As part of a digital communications strategy for data transparency, the Mayor's Office has asked DoIT to "review the city's website and digital communications for usability, language, and disability access, and other under-utilized opportunities."
We have performed these reviews in an ad hoc fashion before. I can summarize the results here: generally terrible, mostly fixable but through changing how we work as much as how we change our technology.
This project, then would be an effort to:
- catalog these findings so others are aware of our current state (1 week).
- determine which languages we will seek to support, and how (1 week).
- determine gaps in our current processes for content production that impact accessibility, readability/reading level.
- recommend changes or future work to address how content is produced and published across our primary city properties.
- produce a presentation, pdf and web site report of the process and findings.
For the purposes of this project, our scope is limited to chicago.gov, 311.chicago.gov, pay.chicago.gov, and the CHI311 mobile application.
Catalog our current state
Using http://juicystudio.com/services/readability.php which uses three metrics to evaluate readability, we see chicago.gov requires more than a high school education to read.

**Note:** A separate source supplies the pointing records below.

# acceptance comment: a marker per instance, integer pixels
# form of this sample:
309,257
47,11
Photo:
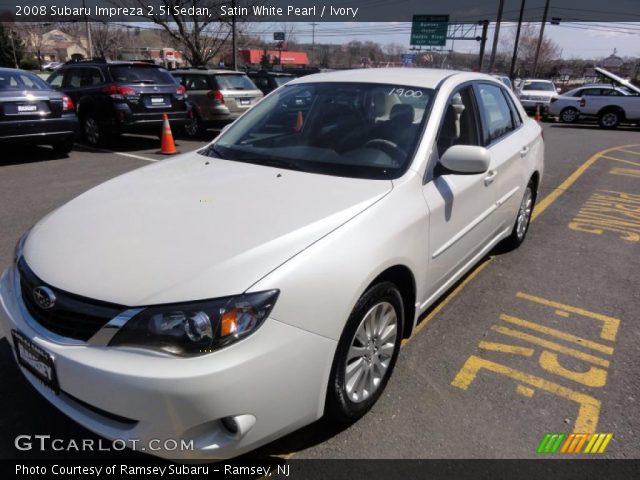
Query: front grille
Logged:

Install https://chrome.google.com/webstore/detail/lighthouse/blipmdconlkpinefehnmjammfjpmpbjk?hl=en & https://chrome.google.com/webstore/detail/wave-evaluation-tool/jbbplnpkjmmeebjpijfedlgcdilocofh?hl=en-US
See more about their usage here: https://developers.google.com/web/tools/lighthouse/#devtools
Review chicago.gov's home page, a department page, a program page, and a promotional page.
For 311.chicago.gov, the home page, a knowledge article, and a service request submission.

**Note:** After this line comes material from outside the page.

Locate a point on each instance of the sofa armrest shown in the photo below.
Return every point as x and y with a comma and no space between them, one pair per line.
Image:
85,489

For pay.chicago.gov, the home page, help content, and the process of paying a parking ticket.
For the CHI311 mobile application, the same items as 311.chicago.gov.

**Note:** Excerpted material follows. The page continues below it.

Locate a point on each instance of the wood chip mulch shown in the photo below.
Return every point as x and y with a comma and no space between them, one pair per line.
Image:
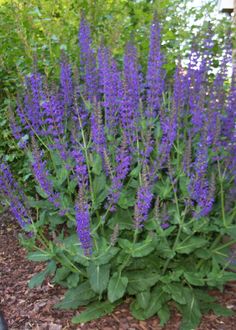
26,308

Language support & best practices
We determined the City of Chicago will support English, Spanish, Mandarin Chinese, Polish, Arabic, & Tagalog languages as a response to the language access ordinance. Please help document and define our standard for language translation services. We have performed some due diligence with language translation service providers. We need to examine how tools like Google or Bing may be supplemented with additional translation work performed for high use cases.
How should this be considered and implemented consistently? What is an ideal content workflow that supports our multiple content authors?
Gap analysis of today's workflow
Where are we missing readability, accessibility and internationalization support in our current workflow?
What changes can we make to our workflow to improve comprehension?
What are a list of suggested interventions, from small to large, that could help us?
Artifacts
From this work, we should expect a report, a web page presentation, and a written report.